Republicans who control the General Assembly largely have been cool to Wolf’s plan. But last week, the bipartisan duo of Sens. Sharif Street (D-Philadelphia) and Dan Laughlin (R-Erie) rolled out a legalization bill that also heeds reformers’ calls for giving a fresh start to those with an arrest record, the Capital-Star’s Stephen Caruso reported.

The legislation calls for expunging non-violent marijuana convictions. It also would decriminalize possession of small amounts of marijuana. Without waiting for the state act, some Pennsylvania cities have already moved to decriminalize possession of small amounts of cannabis.


In 2016, city officials in Harrisburg passed an ordinance that gave city police the option to file a summary citation and $75 fine, similar to a traffic ticket, to anyone caught with 30 grams or less of marijuana or marijuana paraphernalia, the Sentinel of Carlisle reported at the time. The fine for using a small amount of the drug is $150, the newspaper reported.

Rep. Jake Wheatley (D-Allegheny), who has introduced a similar bill in the state House, has emphasized the importance of criminal justice reform as a part of any legalization effort.

“The failed war on drugs produced countless victims to heavy handed, unreasonable drug laws. Perhaps the most important aspect of this legislation is my Cannabis Clean Slate,” Wheatley wrote in a ‘Dear Colleague’ memo seeking support for his bill. “By legalizing the use of cannabis and simultaneously expunging records and releasing non-violent drug offenders from prison, the Commonwealth can do its part to repair the damage of the last 40 years.”

In 2018, four in 10 U.S. drug arrests were for marijuana-related offenses, mostly for possession, the Pew Research Center concluded in 2020.

However, Black and Brown Americans have disproportionately borne the brunt of those arrests.


A 2020 analysis by the American Civil Liberties Union found that “Black people are 3.64 times more likely than white people to be arrested for marijuana possession, notwithstanding comparable usage rates … “In every single state, Black people were more likely to be arrested for marijuana possession, and in some states, Black people were up to six, eight, or almost ten times more likely to be arrested.

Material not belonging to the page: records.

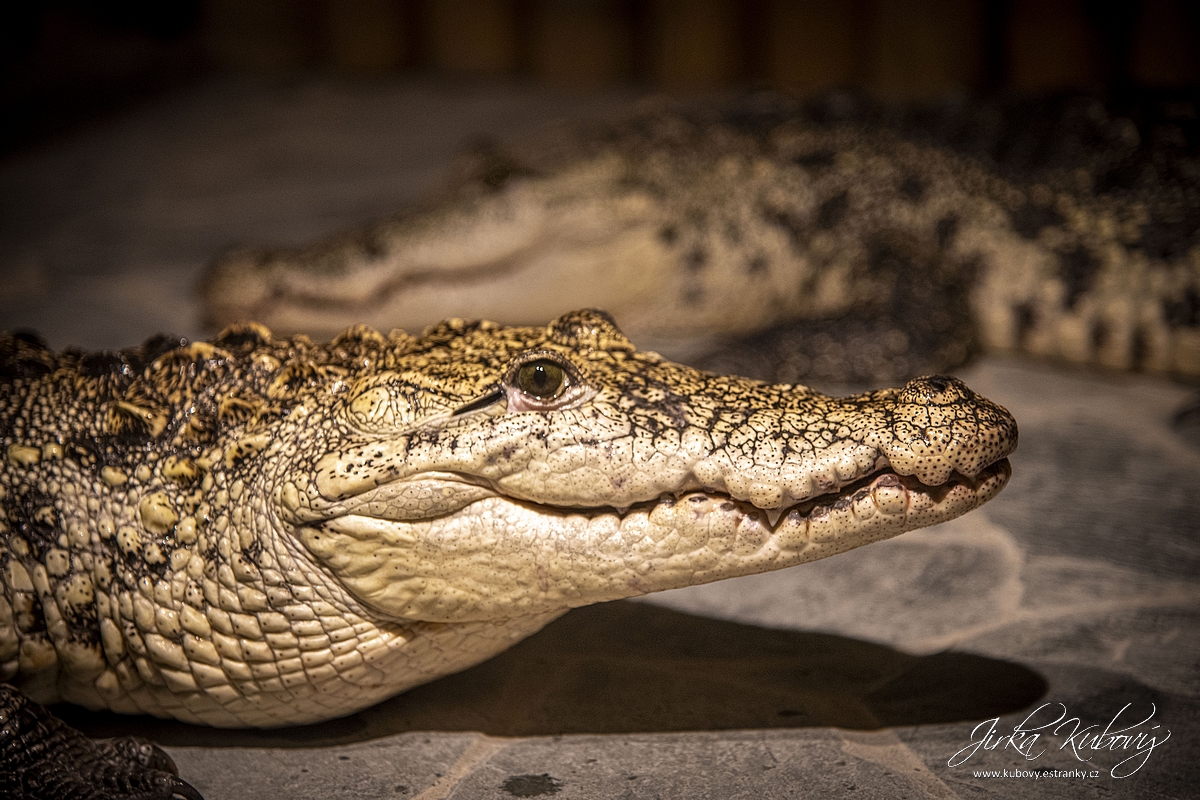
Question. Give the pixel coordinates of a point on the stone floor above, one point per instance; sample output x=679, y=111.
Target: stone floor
x=1071, y=605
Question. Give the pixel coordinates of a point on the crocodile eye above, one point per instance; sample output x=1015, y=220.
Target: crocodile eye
x=541, y=379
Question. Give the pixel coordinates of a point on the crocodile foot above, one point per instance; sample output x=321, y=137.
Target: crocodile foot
x=42, y=758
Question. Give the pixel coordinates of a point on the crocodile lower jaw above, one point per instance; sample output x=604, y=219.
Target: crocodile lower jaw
x=499, y=558
x=882, y=498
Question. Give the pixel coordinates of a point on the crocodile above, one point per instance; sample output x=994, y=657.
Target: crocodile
x=262, y=530
x=833, y=240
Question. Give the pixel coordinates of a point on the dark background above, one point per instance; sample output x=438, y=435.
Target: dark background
x=69, y=61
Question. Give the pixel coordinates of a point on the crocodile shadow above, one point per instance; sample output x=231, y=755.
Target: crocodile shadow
x=628, y=667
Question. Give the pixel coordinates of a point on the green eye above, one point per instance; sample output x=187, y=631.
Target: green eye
x=541, y=379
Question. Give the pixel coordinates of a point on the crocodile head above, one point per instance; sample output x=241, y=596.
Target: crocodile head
x=489, y=473
x=264, y=530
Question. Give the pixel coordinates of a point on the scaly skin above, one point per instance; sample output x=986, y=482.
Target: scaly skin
x=820, y=244
x=267, y=531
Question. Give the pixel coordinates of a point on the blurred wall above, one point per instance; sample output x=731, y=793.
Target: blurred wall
x=63, y=59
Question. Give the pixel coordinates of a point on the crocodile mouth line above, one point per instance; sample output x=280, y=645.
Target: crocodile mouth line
x=881, y=495
x=886, y=489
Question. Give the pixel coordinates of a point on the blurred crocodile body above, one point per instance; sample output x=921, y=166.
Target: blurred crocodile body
x=834, y=240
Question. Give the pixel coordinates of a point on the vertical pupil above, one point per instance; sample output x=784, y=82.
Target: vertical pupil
x=541, y=379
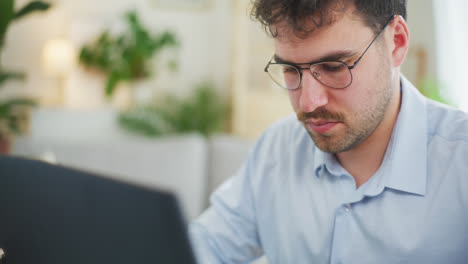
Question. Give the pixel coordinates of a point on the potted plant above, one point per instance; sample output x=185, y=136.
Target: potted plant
x=125, y=57
x=13, y=112
x=204, y=111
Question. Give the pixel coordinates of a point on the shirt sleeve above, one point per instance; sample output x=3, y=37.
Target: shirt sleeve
x=227, y=231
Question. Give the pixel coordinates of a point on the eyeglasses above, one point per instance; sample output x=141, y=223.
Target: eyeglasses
x=334, y=74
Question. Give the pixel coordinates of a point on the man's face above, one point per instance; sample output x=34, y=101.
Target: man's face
x=340, y=119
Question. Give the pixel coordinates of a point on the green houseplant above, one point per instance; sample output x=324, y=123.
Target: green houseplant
x=204, y=111
x=13, y=112
x=125, y=57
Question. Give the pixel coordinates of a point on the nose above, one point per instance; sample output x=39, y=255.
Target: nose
x=313, y=93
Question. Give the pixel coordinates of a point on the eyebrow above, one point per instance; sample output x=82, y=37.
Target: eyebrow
x=333, y=56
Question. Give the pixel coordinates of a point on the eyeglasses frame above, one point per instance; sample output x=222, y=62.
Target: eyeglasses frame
x=350, y=67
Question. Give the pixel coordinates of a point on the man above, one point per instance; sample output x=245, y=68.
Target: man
x=371, y=173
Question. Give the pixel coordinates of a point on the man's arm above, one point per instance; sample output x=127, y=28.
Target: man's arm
x=227, y=231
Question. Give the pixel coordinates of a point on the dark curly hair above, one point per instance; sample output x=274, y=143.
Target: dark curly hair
x=297, y=14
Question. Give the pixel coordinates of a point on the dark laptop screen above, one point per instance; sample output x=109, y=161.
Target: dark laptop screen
x=50, y=214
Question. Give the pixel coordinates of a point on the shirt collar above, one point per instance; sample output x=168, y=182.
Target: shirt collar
x=408, y=168
x=408, y=158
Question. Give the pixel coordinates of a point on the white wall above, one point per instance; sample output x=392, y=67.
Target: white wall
x=205, y=35
x=421, y=25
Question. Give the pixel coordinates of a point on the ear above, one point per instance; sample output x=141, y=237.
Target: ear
x=399, y=40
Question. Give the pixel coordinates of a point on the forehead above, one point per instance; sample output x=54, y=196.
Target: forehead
x=348, y=33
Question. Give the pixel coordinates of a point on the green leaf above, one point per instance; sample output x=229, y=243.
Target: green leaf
x=32, y=7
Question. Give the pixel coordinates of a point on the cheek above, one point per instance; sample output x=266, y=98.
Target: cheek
x=294, y=97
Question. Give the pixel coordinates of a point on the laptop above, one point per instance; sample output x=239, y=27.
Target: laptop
x=55, y=215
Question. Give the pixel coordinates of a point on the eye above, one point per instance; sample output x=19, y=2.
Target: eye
x=289, y=69
x=332, y=66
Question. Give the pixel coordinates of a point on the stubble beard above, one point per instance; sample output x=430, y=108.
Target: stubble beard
x=360, y=125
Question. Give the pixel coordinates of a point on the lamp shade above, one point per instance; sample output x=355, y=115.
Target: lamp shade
x=59, y=57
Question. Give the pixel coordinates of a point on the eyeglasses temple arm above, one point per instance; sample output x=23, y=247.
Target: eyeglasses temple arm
x=376, y=37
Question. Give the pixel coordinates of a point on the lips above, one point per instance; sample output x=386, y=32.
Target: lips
x=321, y=126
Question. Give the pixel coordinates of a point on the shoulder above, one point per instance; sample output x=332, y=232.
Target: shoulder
x=447, y=123
x=282, y=137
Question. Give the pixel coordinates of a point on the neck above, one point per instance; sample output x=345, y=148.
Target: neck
x=365, y=159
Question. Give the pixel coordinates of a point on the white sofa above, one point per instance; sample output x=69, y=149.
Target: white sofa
x=190, y=165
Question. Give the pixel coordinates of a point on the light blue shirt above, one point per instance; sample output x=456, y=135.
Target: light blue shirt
x=296, y=204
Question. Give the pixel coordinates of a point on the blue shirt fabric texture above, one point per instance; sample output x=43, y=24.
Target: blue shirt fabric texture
x=295, y=204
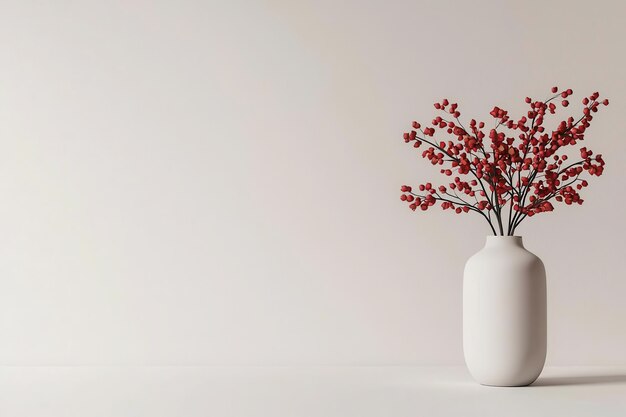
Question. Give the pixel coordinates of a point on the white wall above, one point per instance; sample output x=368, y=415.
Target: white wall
x=194, y=183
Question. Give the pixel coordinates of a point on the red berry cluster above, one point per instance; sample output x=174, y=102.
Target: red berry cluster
x=516, y=167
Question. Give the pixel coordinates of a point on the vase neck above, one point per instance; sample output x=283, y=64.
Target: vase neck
x=504, y=241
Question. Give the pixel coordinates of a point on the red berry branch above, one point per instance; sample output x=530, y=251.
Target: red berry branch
x=514, y=170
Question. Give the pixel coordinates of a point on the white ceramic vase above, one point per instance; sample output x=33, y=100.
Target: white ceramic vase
x=504, y=313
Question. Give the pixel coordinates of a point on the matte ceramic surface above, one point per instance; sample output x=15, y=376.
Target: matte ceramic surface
x=504, y=313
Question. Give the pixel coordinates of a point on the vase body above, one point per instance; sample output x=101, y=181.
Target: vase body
x=504, y=313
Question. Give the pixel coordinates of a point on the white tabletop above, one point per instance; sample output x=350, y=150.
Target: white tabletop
x=302, y=392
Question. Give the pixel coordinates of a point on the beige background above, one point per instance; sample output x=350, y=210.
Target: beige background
x=218, y=183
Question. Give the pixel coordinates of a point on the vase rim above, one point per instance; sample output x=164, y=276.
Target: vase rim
x=499, y=241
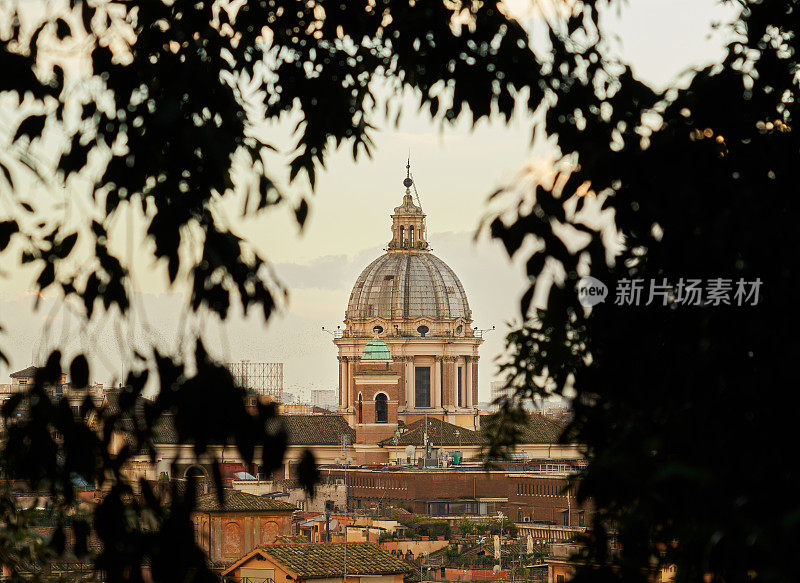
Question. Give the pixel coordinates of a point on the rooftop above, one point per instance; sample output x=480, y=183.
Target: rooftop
x=326, y=429
x=439, y=433
x=236, y=501
x=25, y=372
x=539, y=429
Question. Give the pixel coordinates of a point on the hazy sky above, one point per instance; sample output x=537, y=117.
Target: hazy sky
x=454, y=170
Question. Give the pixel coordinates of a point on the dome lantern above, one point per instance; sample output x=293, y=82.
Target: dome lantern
x=408, y=222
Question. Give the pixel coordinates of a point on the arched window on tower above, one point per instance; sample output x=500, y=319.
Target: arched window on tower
x=381, y=408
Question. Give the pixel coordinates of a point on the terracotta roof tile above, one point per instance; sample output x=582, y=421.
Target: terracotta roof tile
x=301, y=429
x=236, y=501
x=311, y=561
x=317, y=429
x=539, y=429
x=439, y=433
x=25, y=372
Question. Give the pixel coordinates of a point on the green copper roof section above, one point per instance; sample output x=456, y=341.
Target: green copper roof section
x=376, y=349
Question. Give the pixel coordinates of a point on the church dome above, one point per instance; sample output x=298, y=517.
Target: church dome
x=408, y=284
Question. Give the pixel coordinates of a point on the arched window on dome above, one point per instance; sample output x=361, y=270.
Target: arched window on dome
x=381, y=408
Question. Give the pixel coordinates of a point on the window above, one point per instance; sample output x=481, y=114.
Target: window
x=460, y=385
x=422, y=386
x=381, y=408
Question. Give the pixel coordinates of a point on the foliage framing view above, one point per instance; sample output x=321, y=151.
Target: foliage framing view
x=668, y=405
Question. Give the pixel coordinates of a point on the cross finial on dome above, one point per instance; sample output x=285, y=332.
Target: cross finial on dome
x=408, y=182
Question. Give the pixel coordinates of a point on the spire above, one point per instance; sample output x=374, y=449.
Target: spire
x=408, y=182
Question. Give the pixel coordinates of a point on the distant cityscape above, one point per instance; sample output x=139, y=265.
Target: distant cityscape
x=404, y=492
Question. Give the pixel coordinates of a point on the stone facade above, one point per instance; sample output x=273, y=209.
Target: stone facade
x=413, y=302
x=226, y=536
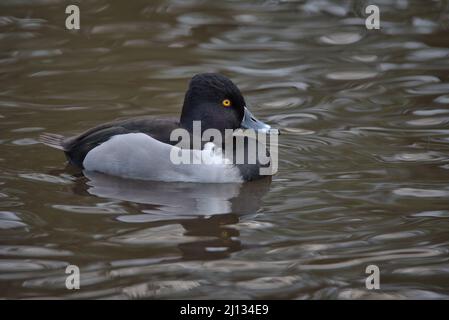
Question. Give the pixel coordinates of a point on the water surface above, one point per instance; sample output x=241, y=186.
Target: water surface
x=363, y=159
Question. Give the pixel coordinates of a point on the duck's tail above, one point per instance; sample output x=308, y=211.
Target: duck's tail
x=52, y=140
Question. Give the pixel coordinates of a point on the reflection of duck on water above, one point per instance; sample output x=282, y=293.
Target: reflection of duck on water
x=204, y=212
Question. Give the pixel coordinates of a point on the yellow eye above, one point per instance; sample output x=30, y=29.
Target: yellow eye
x=226, y=103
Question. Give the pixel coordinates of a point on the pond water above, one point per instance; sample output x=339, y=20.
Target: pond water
x=363, y=158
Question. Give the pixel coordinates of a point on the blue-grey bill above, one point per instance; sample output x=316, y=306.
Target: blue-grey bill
x=251, y=122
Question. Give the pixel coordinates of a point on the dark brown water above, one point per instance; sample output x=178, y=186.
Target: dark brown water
x=364, y=165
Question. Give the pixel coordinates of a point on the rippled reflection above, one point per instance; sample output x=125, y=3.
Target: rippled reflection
x=364, y=156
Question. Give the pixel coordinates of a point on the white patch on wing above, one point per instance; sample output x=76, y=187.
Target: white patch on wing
x=139, y=156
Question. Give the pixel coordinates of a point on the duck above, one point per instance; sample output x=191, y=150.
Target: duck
x=142, y=148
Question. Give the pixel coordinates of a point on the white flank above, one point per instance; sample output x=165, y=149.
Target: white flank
x=139, y=156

In 31 states, racial disparities were actually larger in 2018 than they were in 2010.”

Meanwhile, “public support for marijuana legalization has steadily increased in recent years. In a Pew Research Center survey last September [2019], two-thirds of U.S. adults said marijuana should be legal, up from around half (52 percent) five years earlier,” Pew researchers wrote. “The same survey found that 59 percent of adults believe marijuana should be legal for medical and recreational use, while 32 percent say it should be legal for medical use only. Just 8 percent of adults said it should not be legal under any circumstances.”

“It’s time for legal weed in Pennsylvania,” Fetterman said in a Feb. 4 joint (pun only slightly intended) statement with Wheatley. “This is common sense criminal justice reform that will also generate billions when Pennsylvanians need it the most. It’s time to stop spending millions per year to ruin the lives of taxpayers who get caught doing something that most people don’t even think should be illegal.”

John Micek is the editor of the Pennsylvania Capital-Star, where this story first appeared.